Why does this happen so often in the UFC?

White has said the same over and over again about a long list of athletes on his roster but it’s beginning to get easier to see through the story the public is being sold on why certain fights are happening.

The UFC has a contractual obligation for a certain number of events and PPV’s through their massive seven-year deal with ESPN so it’s understandable that there are cards to fill and main events that need to be booked. That said, it’s incomprehensible how planning on the UFC’s part is so poor that Ngannou is being made to look like the bad guy after he just became champion in late March.

Why isn’t White ripping Jan Blachowicz for “ducking” a fight considering he last defended his light heavyweight title a few weeks before Ngannou became a champion? Where is the vitriol for Alexander Volkanovski, who hasn’t defended his featherweight title since July 2020?

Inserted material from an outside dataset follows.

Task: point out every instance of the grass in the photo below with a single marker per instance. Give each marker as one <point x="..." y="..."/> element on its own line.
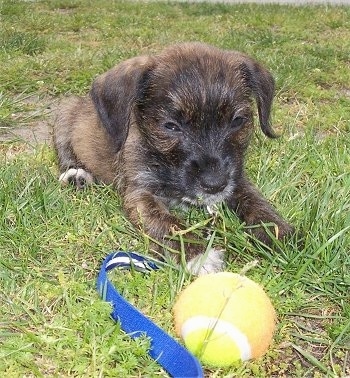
<point x="52" y="240"/>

It’s because neither of them were needed to headline an August PPV when the UFC was desperately trying to book a main event with a sellable fight.

Ngannou is getting tossed under the bus for no other reason than he wasn’t going to be available until a month after the UFC wanted him to compete and for that it’s being made to look like he was somehow avoiding a fight.

The reality is there’s no need to tear down Ngannou in order to build up Gane vs. Lewis and that same “if you don’t want to fight” story is getting rather tiresome.